Relative to margins, the earnings outlook for the third quarter assumes that wheat costs will be $15.00 per bushel, compared to $5.80 per bushel in the prior-year period. The company noted that this would result in over $3 million of expense to be absorbed in bakery-cafe cost of sales. Further, the company said that the fresh dough cost of sales to franchisees margin would be further negatively impacted by inflation in other costs, including the rise in the cost of gasoline. However, the company expects this to be offset by a continued 100 basis point improvement to labor margins as a result of the decision to remove Crispani from the menu.

Relative to transactions, the outlook for the third quarter assumes retail price increases of 6.5% from the prior year, with company-owned comparable bakery-cafe sales growth of 4.0%-5.0%. This implies 1.5%-2.5% negative transaction/mix impact compared with the third quarter of 2007.

For the fourth quarter, the company provided earnings outlook in a range of $0.82-$0.86 per share, compared to $0.56 per share a year ago.

The company noted that wheat is projected to average $12.00 per bushel in the fourth quarter, inclusive of wheat futures and basis, compared to $5.80 per bushel in the prior year period. This would result in about $2.5 million in expense to bakery-cafe cost of sales from the same period last year.

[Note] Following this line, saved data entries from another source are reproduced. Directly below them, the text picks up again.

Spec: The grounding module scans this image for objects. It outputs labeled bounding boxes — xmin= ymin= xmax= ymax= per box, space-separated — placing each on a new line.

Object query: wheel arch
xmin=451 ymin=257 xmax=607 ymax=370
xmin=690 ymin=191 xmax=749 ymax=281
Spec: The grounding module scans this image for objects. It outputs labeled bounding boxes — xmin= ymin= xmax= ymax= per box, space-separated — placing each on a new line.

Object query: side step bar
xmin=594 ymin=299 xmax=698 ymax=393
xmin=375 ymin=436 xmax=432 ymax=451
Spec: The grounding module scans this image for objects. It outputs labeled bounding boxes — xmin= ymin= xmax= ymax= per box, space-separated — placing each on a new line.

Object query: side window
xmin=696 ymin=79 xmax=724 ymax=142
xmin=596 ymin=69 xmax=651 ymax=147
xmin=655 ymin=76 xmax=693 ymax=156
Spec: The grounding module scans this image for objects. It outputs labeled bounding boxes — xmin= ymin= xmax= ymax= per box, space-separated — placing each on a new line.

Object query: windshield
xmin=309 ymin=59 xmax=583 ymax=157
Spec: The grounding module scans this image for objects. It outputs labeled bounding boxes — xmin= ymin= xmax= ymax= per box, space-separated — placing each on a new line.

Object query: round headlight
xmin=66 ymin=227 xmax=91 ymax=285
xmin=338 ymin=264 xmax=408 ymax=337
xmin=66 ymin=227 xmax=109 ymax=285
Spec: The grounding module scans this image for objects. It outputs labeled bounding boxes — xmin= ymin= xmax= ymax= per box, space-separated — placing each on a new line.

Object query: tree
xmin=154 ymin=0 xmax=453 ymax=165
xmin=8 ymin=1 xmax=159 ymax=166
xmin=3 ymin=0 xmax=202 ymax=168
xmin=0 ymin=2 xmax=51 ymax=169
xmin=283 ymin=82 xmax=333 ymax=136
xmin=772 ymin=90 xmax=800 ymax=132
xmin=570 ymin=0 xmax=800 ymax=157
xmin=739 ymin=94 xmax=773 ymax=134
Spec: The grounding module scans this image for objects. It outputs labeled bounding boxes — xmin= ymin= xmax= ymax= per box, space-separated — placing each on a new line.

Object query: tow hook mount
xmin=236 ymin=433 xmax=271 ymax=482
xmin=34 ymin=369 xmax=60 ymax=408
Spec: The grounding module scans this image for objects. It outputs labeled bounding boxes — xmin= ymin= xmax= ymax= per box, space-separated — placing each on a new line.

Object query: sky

However, in the fourth quarter, the company expects to have increased dough transfer prices sufficient to match the inflation in the cost of wheat.

For the second half of the full year, the company raised its earnings outlook to a range of $1.24-$1.30 per share from the prior range of $1.14-1.26 per share.

Shaich added, "To be able to raise our second half 2008 targets to reflect a 33% to 40% increase over the prior year is a reflection of the strength of our concept, the power of our plan and the confidence we have in our Support Center team, our operators and our franchisees."

For fiscal year 2008, the company raised its earnings outlook to a range of $2.17-$2.23 per share from the prior range of $2.00-$2.11 per share. Eleven analysts expect earnings of $2.15 per share for the full year.

These targeted results include the more than $17 million, or approximately $0.34 per share, year-over-year negative impact from wheat cost inflation on the Company in fiscal 2008.

The company continues to target 100 new unit openings in 2008, approximately 40 Company-owned and 60 franchise-operated.

The company did not issue earnings outlook for fiscal year 2009. However, it noted that current analyst consensus estimates project growth rates ranging from about 17% to 21% for fiscal 2009 earnings per share based on its previously reviewed fiscal 2008 earnings outlook.

PNRA closed Tuesday's regular trading session at $51.00, up $2.49 or 5.13% on a volume of 1.33 million shares.